Implementing my own serialization in java - java

How can I implement serialization on my own. Meaning I don't want my class to implement serializable. But I want to implement serialization myself. So that without implementing serializable I can transfer objects over network or write them to a file and later retrieve them in same state. I want to do it since I want to learn and explore things.

Serialization is the process of translating the structure of an object into another format that could be easily transfered across network or could be stored in a file. Java serializes objects into a binary format. This is not necessary if bandwidth/disk-space is not a problem. You can simply encode your objects as XML:
// Code is for illustration purpose only, I haven't compiled it!!!
public class Person {
private String name;
private int age;
// ...
public String serializeToXml() {
StringBuilder xml = new StringBuilder();
xml.append("<person>");
xml.append("<attribute name=\"age\" type=\"int\">").append(age);
xml.append("</attribute>");
xml.append("<attribute name=\"name\" type=\"string\">").append(name);
xml.append("</attribute>");
xml.append("</person>");
return xml.toString();
}
Now you can get an object's XML representation and "serialize" it to a file or a network connection.
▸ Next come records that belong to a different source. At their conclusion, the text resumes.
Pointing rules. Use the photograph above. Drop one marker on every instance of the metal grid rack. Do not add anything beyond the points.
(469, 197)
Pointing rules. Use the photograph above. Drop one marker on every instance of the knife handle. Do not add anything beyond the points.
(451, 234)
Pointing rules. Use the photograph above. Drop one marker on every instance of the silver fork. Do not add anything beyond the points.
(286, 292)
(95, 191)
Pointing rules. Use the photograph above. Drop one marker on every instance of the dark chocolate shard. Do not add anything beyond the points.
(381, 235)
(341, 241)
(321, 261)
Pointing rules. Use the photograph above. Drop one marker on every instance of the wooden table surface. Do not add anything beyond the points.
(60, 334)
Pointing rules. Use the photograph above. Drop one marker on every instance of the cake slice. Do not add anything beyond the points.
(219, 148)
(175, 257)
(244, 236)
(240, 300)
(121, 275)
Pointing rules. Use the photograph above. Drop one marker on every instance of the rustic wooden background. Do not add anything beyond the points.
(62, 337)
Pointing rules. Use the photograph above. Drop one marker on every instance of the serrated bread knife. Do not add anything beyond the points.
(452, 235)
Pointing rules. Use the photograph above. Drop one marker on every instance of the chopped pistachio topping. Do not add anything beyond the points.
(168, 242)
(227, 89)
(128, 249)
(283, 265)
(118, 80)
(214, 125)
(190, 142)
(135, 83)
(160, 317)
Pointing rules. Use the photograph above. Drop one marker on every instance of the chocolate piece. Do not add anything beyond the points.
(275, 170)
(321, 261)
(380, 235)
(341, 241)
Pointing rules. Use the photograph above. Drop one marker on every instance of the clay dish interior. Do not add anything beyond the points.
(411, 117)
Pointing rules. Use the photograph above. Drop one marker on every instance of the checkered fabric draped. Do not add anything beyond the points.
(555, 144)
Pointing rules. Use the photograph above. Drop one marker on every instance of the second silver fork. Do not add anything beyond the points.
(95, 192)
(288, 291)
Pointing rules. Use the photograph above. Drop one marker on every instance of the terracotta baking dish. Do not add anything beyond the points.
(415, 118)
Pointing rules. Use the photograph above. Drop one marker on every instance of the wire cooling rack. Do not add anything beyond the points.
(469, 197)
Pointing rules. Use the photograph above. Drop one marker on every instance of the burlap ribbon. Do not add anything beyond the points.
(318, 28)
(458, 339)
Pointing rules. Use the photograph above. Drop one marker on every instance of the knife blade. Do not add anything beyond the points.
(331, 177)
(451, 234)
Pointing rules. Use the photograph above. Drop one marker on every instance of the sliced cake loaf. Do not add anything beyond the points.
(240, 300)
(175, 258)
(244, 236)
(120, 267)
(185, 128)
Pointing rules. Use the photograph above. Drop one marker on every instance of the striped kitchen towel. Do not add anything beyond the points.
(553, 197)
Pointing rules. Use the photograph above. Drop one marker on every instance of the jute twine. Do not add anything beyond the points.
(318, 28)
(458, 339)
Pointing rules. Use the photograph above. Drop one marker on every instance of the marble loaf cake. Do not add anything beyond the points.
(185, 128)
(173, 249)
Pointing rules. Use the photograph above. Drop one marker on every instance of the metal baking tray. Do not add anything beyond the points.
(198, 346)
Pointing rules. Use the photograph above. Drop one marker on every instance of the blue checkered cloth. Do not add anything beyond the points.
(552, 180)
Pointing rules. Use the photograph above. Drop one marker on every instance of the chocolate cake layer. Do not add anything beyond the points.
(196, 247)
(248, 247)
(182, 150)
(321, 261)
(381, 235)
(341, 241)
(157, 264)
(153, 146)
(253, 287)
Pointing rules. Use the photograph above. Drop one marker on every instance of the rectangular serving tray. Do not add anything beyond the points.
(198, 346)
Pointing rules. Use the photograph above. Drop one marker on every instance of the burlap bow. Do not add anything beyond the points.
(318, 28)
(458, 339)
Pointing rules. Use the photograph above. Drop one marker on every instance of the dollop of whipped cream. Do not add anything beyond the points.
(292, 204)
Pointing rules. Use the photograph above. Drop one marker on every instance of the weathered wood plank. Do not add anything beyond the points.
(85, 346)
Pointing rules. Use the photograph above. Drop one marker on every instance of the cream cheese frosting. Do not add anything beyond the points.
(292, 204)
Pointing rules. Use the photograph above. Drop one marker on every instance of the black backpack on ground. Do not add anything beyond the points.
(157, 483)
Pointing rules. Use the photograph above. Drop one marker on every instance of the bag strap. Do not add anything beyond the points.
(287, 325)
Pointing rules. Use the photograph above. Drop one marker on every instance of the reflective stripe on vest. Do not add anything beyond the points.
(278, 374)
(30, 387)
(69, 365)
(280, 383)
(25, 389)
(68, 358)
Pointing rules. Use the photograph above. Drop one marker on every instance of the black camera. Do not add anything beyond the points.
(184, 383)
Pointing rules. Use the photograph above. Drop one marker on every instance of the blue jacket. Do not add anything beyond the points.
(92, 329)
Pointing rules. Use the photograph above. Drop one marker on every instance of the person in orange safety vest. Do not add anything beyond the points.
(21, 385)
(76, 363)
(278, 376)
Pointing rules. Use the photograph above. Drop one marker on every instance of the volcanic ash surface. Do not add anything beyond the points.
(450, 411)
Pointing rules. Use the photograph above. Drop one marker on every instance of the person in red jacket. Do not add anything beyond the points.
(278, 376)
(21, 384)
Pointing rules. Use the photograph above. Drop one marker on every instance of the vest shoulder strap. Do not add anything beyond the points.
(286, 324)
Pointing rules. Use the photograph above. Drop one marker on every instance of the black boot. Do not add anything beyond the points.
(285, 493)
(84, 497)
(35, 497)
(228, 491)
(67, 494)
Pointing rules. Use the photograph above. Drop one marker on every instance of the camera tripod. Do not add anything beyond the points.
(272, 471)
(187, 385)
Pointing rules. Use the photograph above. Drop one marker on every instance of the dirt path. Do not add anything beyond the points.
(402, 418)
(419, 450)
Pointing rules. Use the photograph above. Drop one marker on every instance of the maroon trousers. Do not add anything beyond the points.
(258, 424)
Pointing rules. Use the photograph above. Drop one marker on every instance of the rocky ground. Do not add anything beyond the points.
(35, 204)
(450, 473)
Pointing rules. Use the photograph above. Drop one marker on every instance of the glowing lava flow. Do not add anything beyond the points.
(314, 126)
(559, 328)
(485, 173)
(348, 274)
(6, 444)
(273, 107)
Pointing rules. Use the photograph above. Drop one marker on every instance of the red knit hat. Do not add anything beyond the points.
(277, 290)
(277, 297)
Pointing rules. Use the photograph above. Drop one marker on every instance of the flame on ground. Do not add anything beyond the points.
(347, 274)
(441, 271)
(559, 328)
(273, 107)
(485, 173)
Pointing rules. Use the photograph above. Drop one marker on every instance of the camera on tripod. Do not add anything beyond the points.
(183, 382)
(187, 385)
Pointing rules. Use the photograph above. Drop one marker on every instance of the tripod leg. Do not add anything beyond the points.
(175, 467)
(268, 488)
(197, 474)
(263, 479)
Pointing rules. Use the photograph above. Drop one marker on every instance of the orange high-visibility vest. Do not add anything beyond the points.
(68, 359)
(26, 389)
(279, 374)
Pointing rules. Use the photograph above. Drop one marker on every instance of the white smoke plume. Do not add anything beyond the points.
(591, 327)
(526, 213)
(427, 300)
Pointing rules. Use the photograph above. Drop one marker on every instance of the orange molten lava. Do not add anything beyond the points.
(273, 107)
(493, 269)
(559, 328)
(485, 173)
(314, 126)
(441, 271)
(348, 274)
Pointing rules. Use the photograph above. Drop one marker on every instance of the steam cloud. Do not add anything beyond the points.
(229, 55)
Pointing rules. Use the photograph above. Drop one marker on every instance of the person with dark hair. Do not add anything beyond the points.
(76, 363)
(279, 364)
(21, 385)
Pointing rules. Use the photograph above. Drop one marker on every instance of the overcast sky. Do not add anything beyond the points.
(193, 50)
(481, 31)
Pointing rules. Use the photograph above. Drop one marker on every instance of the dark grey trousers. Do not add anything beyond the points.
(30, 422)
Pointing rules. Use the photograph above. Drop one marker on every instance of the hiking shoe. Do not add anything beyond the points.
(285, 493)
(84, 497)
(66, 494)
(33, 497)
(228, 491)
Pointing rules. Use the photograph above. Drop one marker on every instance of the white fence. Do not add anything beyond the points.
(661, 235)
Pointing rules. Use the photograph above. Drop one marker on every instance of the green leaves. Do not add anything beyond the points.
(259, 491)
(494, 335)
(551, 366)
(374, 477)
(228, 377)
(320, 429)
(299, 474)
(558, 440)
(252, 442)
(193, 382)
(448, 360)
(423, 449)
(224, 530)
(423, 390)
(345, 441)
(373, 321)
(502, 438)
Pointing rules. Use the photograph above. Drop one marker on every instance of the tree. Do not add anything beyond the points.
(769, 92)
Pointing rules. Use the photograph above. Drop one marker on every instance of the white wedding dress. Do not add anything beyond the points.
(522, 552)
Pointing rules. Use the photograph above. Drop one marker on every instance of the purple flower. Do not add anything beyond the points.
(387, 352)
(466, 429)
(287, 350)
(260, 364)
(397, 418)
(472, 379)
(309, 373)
A program written in any language that can parse XML can "deserialize" this object into its own data structure.
If you need a more compact representation, you can think of binary encoding:
// A naive binary serializer.
public byte[] serializeToBytes() {
ByteArrayOutputStream bytes = new ByteArrayOutputStream();
// Object name and number of attributes.
// Write the 4 byte length of the string and the string itself to
// the ByteArrayOutputStream.
writeString("Person", bytes);
bytes.write(2); // number of attributes;
// Serialize age
writeString("age", bytes);
bytes.write(1); // type = 1 (i.e, int)
writeString(Integer.toString(age), bytes);
// serialize name
writeString("name", bytes);
bytes.write(2); // type = 2 (i.e, string)
writeString(name, bytes);
return bytes.toByteArray();
}
private static void writeString(String s, ByteArrayOutputStream bytes) {
bytes.write(s.length());
bytes.write(s.toBytes());
}
To learn about a more compact binary serialization scheme, see the Java implementation of Google Protocol Buffers.
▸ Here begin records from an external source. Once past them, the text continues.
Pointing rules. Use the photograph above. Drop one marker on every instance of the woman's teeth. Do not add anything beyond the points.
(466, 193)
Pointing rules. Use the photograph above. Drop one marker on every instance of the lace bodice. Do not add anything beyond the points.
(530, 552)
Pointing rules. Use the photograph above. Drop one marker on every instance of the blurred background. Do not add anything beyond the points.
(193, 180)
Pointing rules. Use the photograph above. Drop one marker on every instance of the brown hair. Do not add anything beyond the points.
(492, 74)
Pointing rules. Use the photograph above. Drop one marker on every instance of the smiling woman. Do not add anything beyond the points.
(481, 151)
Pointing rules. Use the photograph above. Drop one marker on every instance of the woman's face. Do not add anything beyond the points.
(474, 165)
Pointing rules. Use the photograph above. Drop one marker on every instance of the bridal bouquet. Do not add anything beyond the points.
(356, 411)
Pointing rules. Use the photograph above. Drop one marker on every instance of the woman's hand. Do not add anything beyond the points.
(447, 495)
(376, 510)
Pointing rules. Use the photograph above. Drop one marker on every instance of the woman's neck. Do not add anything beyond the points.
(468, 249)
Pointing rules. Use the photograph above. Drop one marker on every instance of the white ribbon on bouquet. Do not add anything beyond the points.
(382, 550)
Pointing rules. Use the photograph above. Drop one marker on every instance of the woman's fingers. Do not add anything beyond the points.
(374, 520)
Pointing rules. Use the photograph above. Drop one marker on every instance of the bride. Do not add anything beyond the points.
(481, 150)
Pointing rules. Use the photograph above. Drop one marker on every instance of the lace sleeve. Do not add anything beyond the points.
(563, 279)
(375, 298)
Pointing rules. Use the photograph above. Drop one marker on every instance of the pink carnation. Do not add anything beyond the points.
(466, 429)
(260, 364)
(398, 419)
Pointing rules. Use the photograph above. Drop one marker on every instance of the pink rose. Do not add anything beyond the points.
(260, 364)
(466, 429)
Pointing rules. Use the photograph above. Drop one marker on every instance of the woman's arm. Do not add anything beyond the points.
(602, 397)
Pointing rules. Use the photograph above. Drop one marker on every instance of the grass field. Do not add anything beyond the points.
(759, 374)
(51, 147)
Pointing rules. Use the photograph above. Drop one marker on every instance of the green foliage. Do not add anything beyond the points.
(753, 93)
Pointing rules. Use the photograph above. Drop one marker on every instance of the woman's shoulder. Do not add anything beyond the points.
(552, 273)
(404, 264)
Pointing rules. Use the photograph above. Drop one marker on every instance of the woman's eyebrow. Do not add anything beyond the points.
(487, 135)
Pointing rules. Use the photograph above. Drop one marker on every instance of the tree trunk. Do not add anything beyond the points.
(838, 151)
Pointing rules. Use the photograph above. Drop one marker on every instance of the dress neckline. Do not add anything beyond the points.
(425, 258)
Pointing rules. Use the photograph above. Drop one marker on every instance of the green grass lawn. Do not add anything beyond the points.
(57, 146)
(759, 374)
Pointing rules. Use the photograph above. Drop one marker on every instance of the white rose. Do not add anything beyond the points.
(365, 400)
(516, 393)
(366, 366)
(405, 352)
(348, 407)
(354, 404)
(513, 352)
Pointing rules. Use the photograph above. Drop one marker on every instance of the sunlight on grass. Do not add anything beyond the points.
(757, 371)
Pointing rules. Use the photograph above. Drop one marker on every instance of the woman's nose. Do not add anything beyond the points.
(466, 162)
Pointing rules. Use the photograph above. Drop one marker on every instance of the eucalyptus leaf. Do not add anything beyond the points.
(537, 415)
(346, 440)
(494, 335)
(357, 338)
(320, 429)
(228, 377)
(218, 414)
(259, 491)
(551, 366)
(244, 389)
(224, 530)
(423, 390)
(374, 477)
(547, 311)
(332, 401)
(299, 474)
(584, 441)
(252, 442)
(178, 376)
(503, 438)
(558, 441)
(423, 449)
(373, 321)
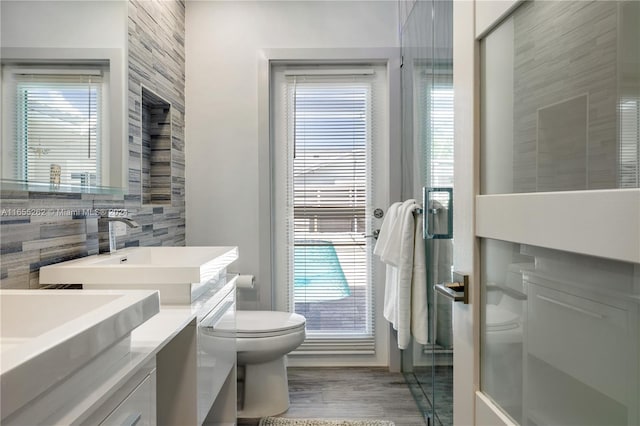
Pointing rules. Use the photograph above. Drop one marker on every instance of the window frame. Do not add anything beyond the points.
(115, 148)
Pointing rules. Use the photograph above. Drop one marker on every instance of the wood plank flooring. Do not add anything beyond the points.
(349, 393)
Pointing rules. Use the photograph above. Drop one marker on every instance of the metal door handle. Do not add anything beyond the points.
(458, 290)
(374, 235)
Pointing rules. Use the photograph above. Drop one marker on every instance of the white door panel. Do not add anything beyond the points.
(583, 222)
(602, 223)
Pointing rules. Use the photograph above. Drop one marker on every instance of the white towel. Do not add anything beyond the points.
(385, 229)
(400, 250)
(401, 247)
(400, 231)
(389, 310)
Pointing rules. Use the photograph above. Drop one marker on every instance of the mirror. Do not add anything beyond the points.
(64, 96)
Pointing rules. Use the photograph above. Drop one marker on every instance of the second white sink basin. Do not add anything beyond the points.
(47, 335)
(180, 273)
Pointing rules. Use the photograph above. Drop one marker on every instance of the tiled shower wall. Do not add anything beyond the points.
(156, 60)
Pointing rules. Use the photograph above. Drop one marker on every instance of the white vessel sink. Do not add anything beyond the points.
(47, 335)
(181, 274)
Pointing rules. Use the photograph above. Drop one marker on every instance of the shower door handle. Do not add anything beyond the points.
(431, 211)
(458, 290)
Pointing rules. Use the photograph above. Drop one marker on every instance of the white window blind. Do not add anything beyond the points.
(436, 129)
(58, 119)
(329, 137)
(629, 160)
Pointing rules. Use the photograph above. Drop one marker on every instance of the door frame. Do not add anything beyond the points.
(266, 293)
(568, 226)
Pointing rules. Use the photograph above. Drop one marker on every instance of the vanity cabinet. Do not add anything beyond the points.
(197, 368)
(132, 404)
(581, 348)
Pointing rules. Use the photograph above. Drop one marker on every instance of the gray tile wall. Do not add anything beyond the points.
(564, 50)
(33, 238)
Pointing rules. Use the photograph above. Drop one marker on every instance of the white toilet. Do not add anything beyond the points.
(263, 339)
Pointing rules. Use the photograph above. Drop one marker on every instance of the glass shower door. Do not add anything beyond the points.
(427, 90)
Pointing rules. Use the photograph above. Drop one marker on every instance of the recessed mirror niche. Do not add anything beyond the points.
(156, 149)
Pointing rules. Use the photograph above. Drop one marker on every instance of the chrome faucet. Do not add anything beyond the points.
(112, 231)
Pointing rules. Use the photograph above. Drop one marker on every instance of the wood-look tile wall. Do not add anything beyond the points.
(41, 228)
(549, 73)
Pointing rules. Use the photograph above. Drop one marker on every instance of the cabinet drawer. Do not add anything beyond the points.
(138, 408)
(586, 339)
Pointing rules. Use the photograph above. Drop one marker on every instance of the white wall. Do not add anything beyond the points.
(64, 24)
(223, 43)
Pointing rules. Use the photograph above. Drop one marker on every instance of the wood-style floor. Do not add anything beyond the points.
(349, 393)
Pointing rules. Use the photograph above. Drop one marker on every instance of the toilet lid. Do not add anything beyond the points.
(267, 322)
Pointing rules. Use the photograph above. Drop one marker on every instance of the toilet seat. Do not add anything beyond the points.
(257, 324)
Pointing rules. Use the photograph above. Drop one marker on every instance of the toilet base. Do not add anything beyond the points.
(266, 389)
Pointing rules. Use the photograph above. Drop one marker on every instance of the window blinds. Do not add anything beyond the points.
(58, 126)
(329, 136)
(629, 156)
(436, 129)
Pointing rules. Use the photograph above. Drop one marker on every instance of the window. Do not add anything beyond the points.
(436, 106)
(629, 155)
(326, 133)
(57, 125)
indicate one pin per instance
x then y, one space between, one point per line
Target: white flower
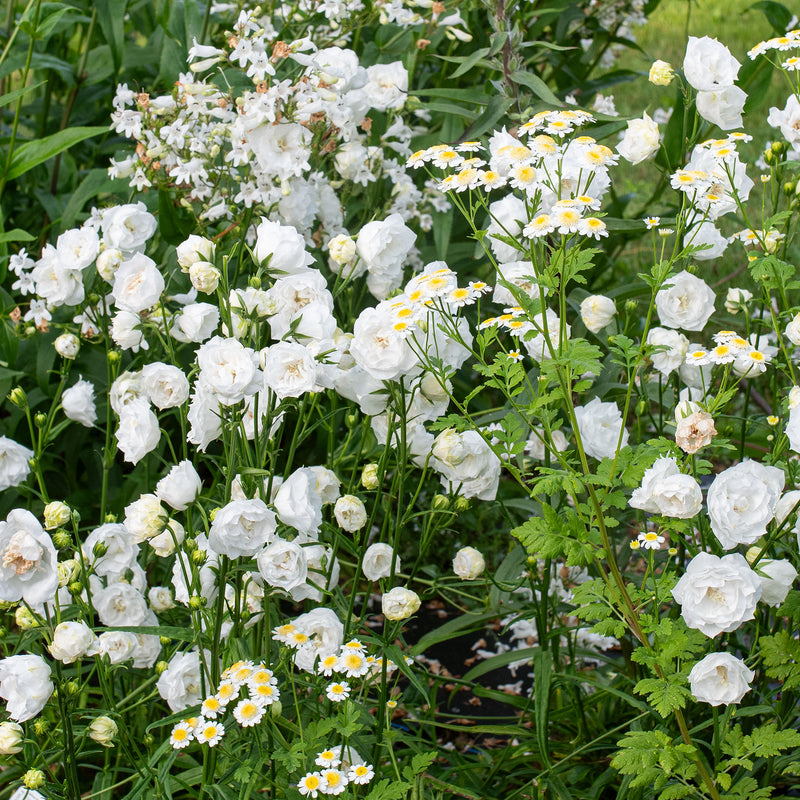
25 685
67 345
180 683
641 140
716 594
180 487
742 500
597 311
78 403
138 432
14 466
788 120
297 503
600 427
722 107
709 65
469 564
128 227
28 560
720 679
665 490
283 564
228 369
290 369
467 463
673 347
377 562
195 322
241 528
165 385
145 518
71 641
11 738
138 284
399 603
350 513
102 730
284 245
686 304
You can use Externalizable and implement your own serialization mechanism. One of the difficult aspects of serialization is versioning so this can be a challenging exercise to implement. You can also look at protobuf and Avro as binary serialization formats.

You start with reflection. Get the object's class and declared fields of its class and all superclasses. Then obtain value of each field and write it to dump.
When deserializing, just reverse the process: get class name from your serialized form, instantiate an object and set its fields accordingly to the dump.
That's the simplistic approach if you just want to learn. There's many issues that can come up if you want to do it "for real":
Versioning. What if one end of the application is running new version, but the other end has an older class definition with some fields missing or renamed?
Overwriting default behavior. What if some object is more complex and cannot be recreated on a simple field-by-field basis?
Recreating dependencies between objects, including cyclic ones.
... and probably many more.

Get the Java Source code and understand how Serialization is implemented. I did this some month ago, and now have a Serialization that uses only 16% of the space and 20% of the time of "normal" serialization, at the cost of assuming that the classes that wrote the serialized data have not changed. I use this for client-server serialization where I can use this assumption.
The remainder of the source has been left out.